ーーー「ちゅーしたい」
大我の家でテレビを見ていると、人気俳優が可愛いおねだりをしている姿が映された。
可愛いと格好いいの割合が6対4くらいの彼だからこそかもしれないのだが、格好よさの要素はなく、ただひたすら可愛い。キスを求めているわけだが、あえて"ちゅー"と言っているからかもしれない。
ちゅー。か。良いかもしれない。
我が彼氏火神大我は"ちゅー"派ではなく"キス"派である。要は、「ちゅーしたい」ではなく、「キスしたい」と言う派ということだ。
アメリカ育ちだからか、本人が元からそうなのかは定かではないが、よく言われるこのフレーズ。声のトーンといい、表情といい、正直格好良すぎアンド色っぽすぎて心臓に悪いのでやめていただきたい。
そこで良いことを思いついた。
大我に"ちゅー"と、可愛いことを言わせれば、可愛さで元の格好良さが打ち消されて普通になるのではないだろうか。
『大我。これからは"キスしたい"じゃなくて"ちゅーしたい"って言ってね』
急になんだよとか、意味わかんねぇとか、他にも色々言われたけど、無理矢理分かったと、承諾された。
これで私の心臓は少し活動量を減らすことができるだろう。誤解して頂きたくないので一応言っておこう。
ドキドキしたくないのではないのだ。ただ心臓によくないというお話だ。
折角良いと言ってくれたのだ。

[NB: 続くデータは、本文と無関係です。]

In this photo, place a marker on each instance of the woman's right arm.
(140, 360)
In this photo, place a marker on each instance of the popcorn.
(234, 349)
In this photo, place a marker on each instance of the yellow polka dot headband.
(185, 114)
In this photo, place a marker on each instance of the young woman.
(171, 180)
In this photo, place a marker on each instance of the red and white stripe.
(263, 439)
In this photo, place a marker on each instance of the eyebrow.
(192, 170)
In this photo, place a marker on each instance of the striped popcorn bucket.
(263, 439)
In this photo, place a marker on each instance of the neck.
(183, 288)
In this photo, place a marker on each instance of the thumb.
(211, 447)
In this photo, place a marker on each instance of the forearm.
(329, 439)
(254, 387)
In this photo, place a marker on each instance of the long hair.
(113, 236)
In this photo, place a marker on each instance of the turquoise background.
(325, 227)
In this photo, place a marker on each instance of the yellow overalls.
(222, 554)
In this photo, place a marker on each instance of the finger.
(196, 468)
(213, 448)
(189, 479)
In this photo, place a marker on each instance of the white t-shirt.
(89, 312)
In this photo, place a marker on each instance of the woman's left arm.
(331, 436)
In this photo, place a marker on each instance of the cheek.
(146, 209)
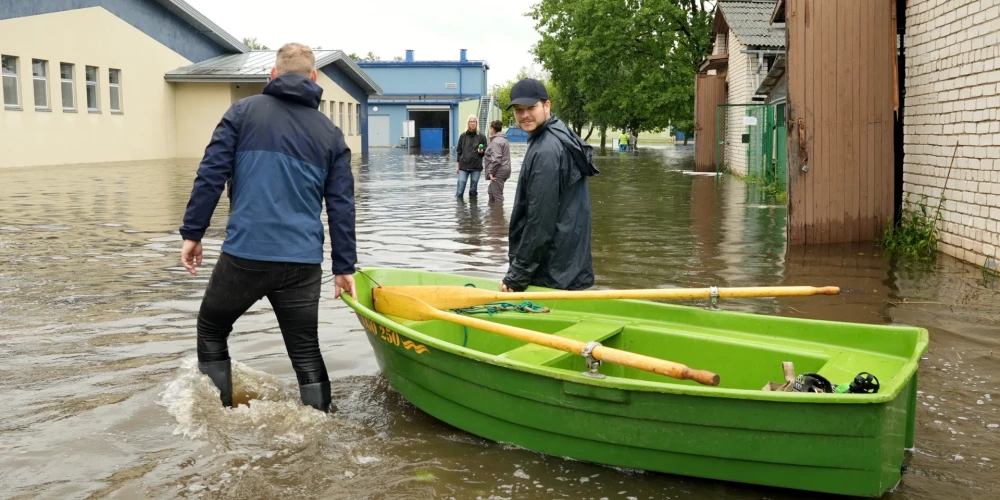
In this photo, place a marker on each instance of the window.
(92, 104)
(68, 87)
(40, 80)
(115, 85)
(350, 118)
(11, 96)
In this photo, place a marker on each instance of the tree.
(253, 44)
(623, 64)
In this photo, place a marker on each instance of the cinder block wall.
(953, 96)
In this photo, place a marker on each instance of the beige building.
(953, 97)
(128, 80)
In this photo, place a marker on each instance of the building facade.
(85, 81)
(953, 99)
(745, 45)
(437, 96)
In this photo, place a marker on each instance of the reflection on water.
(97, 369)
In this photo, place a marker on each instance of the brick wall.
(953, 96)
(738, 78)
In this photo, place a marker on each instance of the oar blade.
(448, 297)
(404, 306)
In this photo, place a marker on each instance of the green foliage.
(623, 64)
(253, 44)
(915, 236)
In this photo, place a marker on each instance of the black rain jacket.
(550, 223)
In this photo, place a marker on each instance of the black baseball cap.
(527, 92)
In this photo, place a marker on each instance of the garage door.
(378, 131)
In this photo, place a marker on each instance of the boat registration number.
(390, 336)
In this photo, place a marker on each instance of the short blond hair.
(295, 58)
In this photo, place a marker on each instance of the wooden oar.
(457, 297)
(405, 306)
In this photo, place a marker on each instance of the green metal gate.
(758, 132)
(780, 145)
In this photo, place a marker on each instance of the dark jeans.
(293, 290)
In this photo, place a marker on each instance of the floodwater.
(100, 394)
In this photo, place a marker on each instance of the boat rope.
(497, 307)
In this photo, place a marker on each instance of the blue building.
(436, 95)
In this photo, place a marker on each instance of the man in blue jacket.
(284, 157)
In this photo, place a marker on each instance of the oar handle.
(608, 354)
(655, 365)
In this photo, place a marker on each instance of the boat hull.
(850, 449)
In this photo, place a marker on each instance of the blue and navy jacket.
(284, 157)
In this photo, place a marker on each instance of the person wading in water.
(550, 224)
(471, 148)
(284, 158)
(497, 161)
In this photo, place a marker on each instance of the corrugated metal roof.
(181, 9)
(751, 21)
(255, 66)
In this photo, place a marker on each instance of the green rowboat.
(539, 398)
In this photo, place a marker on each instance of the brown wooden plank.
(793, 71)
(840, 191)
(888, 129)
(864, 104)
(880, 77)
(853, 39)
(814, 91)
(796, 109)
(870, 113)
(828, 61)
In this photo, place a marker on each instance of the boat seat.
(584, 331)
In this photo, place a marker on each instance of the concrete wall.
(740, 91)
(335, 94)
(145, 129)
(416, 80)
(145, 15)
(199, 108)
(952, 96)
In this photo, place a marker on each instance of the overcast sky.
(497, 32)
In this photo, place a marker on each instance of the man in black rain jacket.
(550, 223)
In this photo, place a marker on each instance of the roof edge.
(191, 15)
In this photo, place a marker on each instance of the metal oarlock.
(593, 364)
(713, 300)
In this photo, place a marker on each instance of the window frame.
(17, 82)
(45, 84)
(97, 88)
(121, 97)
(72, 86)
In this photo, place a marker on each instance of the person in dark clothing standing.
(471, 148)
(284, 157)
(497, 161)
(550, 224)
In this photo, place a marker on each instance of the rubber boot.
(221, 373)
(318, 396)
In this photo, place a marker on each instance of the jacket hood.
(581, 152)
(296, 88)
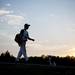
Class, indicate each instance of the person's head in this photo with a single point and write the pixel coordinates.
(26, 26)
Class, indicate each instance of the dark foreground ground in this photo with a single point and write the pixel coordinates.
(31, 69)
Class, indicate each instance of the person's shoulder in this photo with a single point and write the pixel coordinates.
(22, 30)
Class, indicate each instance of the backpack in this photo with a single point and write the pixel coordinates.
(18, 38)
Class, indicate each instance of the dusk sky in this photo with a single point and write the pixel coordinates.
(52, 26)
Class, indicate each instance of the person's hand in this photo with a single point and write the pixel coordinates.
(33, 40)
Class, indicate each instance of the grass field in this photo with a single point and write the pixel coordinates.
(31, 69)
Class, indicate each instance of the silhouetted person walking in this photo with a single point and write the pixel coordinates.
(24, 37)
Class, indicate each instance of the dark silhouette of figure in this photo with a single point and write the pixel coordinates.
(24, 37)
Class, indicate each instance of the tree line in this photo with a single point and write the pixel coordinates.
(43, 60)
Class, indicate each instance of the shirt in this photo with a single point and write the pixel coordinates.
(25, 35)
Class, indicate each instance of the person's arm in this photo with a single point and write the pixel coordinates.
(31, 39)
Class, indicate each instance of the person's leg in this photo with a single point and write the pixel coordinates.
(24, 53)
(19, 53)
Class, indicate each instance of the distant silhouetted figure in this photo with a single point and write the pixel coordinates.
(24, 36)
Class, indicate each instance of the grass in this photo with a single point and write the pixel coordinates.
(31, 69)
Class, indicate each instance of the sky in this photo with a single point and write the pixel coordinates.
(52, 26)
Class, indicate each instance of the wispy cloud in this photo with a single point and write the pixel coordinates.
(8, 4)
(4, 12)
(14, 19)
(10, 18)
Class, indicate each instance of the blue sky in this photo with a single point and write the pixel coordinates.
(52, 26)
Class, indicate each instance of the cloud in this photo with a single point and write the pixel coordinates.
(5, 12)
(14, 19)
(8, 4)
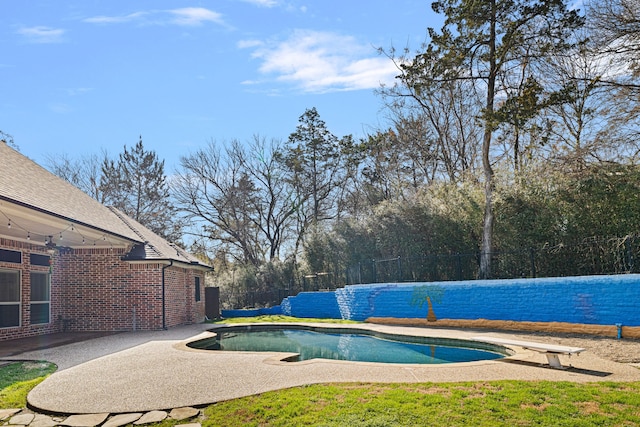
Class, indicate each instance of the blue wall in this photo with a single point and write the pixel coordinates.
(603, 300)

ここはまず、早速言わせてみようじゃないか。
『しなくていいから言ってみて!!』
可愛い大我の姿が頭の中に浮かび、顔が緩みそうになる。よし。頭を撫でる準備をしておこう。
正直嫌がってやらないと思っていたが、案外すんなり良いと言ってくれた。
るんるん気分で大我が言うのを待っていると、大我は突然、私の座るソファーに近付いてきた。それから私の体の両側に手をついた。

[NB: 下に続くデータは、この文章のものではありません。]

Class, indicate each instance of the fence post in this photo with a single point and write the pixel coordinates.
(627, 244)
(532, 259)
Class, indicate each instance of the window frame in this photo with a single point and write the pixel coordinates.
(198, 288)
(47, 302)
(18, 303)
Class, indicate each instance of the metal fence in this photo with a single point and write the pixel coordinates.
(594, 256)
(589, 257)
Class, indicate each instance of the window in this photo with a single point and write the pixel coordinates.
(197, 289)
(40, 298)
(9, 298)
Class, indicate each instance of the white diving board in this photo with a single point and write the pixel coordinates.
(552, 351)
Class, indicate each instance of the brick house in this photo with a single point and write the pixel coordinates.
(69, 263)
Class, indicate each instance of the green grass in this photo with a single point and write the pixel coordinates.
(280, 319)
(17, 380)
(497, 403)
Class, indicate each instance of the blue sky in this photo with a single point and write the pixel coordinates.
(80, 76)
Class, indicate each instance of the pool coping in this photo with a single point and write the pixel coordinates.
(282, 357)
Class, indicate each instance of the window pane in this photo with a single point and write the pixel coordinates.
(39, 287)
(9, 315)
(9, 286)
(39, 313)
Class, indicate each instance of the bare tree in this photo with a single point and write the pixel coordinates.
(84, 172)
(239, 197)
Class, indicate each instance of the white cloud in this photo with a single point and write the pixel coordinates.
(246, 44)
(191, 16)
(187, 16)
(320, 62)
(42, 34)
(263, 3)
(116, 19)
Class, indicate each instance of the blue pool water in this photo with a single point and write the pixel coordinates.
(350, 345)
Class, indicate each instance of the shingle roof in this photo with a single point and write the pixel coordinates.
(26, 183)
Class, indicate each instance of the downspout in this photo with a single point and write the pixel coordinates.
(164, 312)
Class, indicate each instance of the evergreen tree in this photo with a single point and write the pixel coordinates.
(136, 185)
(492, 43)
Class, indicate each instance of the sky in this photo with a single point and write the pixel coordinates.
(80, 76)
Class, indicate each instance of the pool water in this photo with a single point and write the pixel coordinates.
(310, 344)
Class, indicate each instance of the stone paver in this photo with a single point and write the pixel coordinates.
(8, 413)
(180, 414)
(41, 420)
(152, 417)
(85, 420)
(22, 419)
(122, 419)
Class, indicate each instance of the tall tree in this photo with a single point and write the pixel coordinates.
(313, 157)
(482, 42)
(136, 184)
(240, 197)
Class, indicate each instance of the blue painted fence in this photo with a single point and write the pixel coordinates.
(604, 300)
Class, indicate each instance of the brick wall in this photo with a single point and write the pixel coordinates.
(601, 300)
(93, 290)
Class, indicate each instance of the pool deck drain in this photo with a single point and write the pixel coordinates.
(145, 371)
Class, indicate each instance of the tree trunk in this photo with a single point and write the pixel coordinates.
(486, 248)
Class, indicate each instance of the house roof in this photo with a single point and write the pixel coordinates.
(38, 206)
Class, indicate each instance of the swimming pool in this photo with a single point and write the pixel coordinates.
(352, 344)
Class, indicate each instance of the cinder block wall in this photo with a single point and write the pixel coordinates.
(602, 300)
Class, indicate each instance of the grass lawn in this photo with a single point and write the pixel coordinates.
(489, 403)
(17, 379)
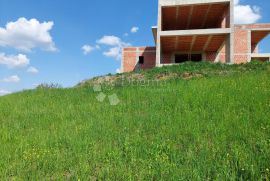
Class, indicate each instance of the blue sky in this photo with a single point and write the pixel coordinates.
(75, 24)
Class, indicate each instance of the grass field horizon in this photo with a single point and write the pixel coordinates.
(196, 121)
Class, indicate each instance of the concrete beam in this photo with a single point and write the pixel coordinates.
(260, 55)
(195, 32)
(190, 2)
(260, 29)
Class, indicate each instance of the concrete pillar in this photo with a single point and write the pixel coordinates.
(231, 41)
(158, 46)
(249, 46)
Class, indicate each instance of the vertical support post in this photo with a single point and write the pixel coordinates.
(231, 37)
(158, 48)
(249, 46)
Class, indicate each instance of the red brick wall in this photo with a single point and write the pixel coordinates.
(241, 47)
(166, 58)
(130, 57)
(210, 56)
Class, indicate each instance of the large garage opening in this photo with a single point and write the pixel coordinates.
(201, 16)
(181, 58)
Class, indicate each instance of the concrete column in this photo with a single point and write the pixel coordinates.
(249, 46)
(231, 41)
(158, 46)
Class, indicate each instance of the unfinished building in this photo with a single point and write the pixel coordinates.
(197, 30)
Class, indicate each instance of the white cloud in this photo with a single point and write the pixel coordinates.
(87, 49)
(12, 79)
(109, 40)
(246, 14)
(114, 52)
(26, 35)
(4, 92)
(118, 71)
(32, 70)
(117, 44)
(14, 61)
(134, 29)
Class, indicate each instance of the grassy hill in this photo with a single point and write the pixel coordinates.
(186, 122)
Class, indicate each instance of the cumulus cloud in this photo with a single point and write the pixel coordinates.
(14, 61)
(4, 92)
(134, 29)
(87, 49)
(114, 52)
(26, 35)
(116, 46)
(246, 14)
(32, 70)
(12, 79)
(118, 71)
(109, 40)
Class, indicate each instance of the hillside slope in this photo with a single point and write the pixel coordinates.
(188, 122)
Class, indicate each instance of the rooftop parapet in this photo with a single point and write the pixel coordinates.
(189, 2)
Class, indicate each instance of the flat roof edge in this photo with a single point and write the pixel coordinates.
(190, 2)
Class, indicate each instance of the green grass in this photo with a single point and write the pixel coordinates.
(212, 127)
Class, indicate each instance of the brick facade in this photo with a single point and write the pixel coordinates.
(175, 35)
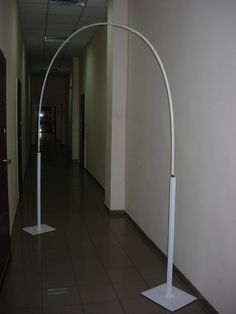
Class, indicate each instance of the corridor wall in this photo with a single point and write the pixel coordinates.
(196, 41)
(13, 47)
(93, 84)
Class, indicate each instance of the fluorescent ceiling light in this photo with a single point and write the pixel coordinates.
(54, 39)
(81, 3)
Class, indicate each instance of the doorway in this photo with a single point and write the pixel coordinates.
(47, 124)
(81, 128)
(4, 211)
(19, 135)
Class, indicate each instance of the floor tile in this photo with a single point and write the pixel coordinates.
(97, 293)
(129, 291)
(59, 279)
(142, 306)
(93, 263)
(73, 309)
(124, 275)
(92, 277)
(61, 296)
(103, 308)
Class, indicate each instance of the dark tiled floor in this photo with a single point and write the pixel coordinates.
(92, 263)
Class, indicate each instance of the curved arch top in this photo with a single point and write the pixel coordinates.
(159, 61)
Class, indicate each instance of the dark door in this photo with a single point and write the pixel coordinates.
(19, 135)
(4, 214)
(81, 128)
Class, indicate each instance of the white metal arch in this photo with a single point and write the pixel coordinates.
(166, 295)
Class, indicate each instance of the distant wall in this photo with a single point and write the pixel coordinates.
(55, 95)
(196, 40)
(93, 84)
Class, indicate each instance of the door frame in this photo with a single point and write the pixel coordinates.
(4, 208)
(19, 132)
(82, 136)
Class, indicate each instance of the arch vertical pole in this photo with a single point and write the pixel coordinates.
(166, 295)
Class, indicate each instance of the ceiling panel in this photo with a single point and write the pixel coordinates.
(95, 12)
(33, 8)
(60, 26)
(58, 33)
(63, 10)
(27, 2)
(39, 19)
(64, 19)
(97, 3)
(90, 20)
(33, 18)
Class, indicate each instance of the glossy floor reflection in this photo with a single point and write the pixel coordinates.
(92, 263)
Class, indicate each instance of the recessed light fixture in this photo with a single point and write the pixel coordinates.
(54, 39)
(80, 3)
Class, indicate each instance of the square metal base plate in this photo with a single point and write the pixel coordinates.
(35, 230)
(177, 300)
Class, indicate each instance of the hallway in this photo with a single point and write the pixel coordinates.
(93, 263)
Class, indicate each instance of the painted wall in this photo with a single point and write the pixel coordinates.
(117, 44)
(12, 45)
(55, 95)
(196, 40)
(93, 84)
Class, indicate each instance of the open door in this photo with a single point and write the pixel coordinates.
(19, 135)
(81, 128)
(4, 211)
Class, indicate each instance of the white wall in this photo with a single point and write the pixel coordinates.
(117, 43)
(75, 110)
(196, 40)
(55, 95)
(12, 45)
(93, 84)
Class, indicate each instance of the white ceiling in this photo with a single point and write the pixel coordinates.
(39, 19)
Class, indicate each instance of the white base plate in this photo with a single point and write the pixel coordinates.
(174, 302)
(35, 230)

それから覗き込む様にし、ぐいっと顔を近づけ、鋭い目で私を見つめ、それから言った。
「なぁ、ちゅーしたい」
見つめられた熱い瞳から目が離せない。そして、予想外の事が起き頭がついてきていない。
だって、だって今の私…いつもよりドキドキしてるんだもん!!!
『ちょっとたんま』
予定では可愛くなるはずだったのだ。なのになんで!?というかなぜ可愛くならない!逆に色気が増した気がする…!!
良いと思ったのにこれじゃあもっと心臓に良くない。
『やっぱりいつも通りでお願いします…』
顔が近いのでさりげなーく大我の胸を押してそっぽを向いて呟くと、案の定大我に文句を言われた。
いやぁ、確かに言い出したのは、言ってと頼んだのは私なんですが、これじゃあまた心臓を酷使してしまうんです。許してください。
どうやら私が大我にドキドキしないことは無理なようです。